Academic journal article Parameters

War and the Iraq Dilemma: Facing Harsh Realities

Academic journal article Parameters

War and the Iraq Dilemma: Facing Harsh Realities

Article excerpt

"The children of darkness are evil because they know no law beyond the self. They are wise, though evil, because they understand the power of self-interest. The children of light are virtuous because they have some conception of a higher law than their own will. They are usually foolish because they do not know the power of self-will. They underestimate the peril of anarchy in both the national and international community."

"Clearly it has become necessary for the children of light to borrow some of the wisdom of the children of darkness; and yet be careful not to borrow too much."

-- Reinhold Niebuhr

The Children of Light and The Children of Darkness, 1944

The tragic events of 11 September 2001 have given Americans a painful reminder of the evil that men are capable of inflicting on others, as Reinhold Niebuhr warned long ago, witnessing the destruction wrought by Nazi Germany. The World Trade Center and Pentagon attacks dealt heavy blows to the American liberalism that sees humankind as perfectible and on a steady historical march toward democracy and international peace.

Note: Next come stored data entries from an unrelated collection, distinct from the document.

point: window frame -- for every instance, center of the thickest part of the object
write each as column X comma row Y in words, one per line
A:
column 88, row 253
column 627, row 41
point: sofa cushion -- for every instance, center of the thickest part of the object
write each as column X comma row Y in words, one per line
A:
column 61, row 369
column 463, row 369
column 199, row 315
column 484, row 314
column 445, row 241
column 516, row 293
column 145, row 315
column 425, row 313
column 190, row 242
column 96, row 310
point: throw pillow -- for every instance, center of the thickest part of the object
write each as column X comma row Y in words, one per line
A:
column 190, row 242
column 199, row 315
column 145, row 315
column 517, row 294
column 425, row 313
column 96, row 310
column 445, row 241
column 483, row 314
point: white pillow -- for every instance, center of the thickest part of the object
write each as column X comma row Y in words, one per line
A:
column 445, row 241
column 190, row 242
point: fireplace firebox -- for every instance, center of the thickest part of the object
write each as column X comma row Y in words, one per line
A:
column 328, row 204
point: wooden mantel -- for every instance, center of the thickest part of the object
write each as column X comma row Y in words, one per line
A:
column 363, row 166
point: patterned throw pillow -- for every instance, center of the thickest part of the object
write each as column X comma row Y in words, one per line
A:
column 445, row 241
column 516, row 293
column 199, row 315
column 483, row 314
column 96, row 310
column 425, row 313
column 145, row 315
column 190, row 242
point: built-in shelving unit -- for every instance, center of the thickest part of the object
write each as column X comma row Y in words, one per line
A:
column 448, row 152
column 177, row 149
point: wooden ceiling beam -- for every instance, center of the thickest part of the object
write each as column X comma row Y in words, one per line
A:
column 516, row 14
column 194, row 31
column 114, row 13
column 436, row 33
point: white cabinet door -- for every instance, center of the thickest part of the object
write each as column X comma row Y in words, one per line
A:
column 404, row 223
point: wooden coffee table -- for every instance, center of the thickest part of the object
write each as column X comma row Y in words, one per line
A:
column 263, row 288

That dark day jarred American innocence and alerted us to the hatred of the United States that seethes in the Middle East and the lengths to which adversaries will go to harm our citizens and interests. The day should serve as a loud wake-up call that adversaries want to inflict massive devastation on the United States and would be able to accomplish this task more readily if armed with chemical, biological, radiological, or nuclear weapons. Al Qaeda was working feverishly along these lines, judging from documents and plans captured in the Afghanistan campaign. Other sub-state actors may foll ow al Qaeda's lead. The substantial infrastructure needed to support weapons of mass destruction programs--particularly for nuclear weapons--and their delivery systems such as aircraft and ballistic missiles, however, will likely remain more within the reach of nation-states than sub-state actors.

The Bush Administration casts the American military campaign as a "war against terrorism." That characterization might be useful as oratory but is amorphous and causes considerable confusion. After all, terrorism is a method or tactic of warfare, not an entity. A "war against terrorism" is akin to a "war on war," which comes perilously close to the crusading liberalism of Woodrow Wilson and his "war to end all wars." A "war against terrorism" is an open-ended pledge that causes potential international partners to step back from cooperation in areas where they share interests with the United States out of fear that the next American steps could be sharply at odds with their interests.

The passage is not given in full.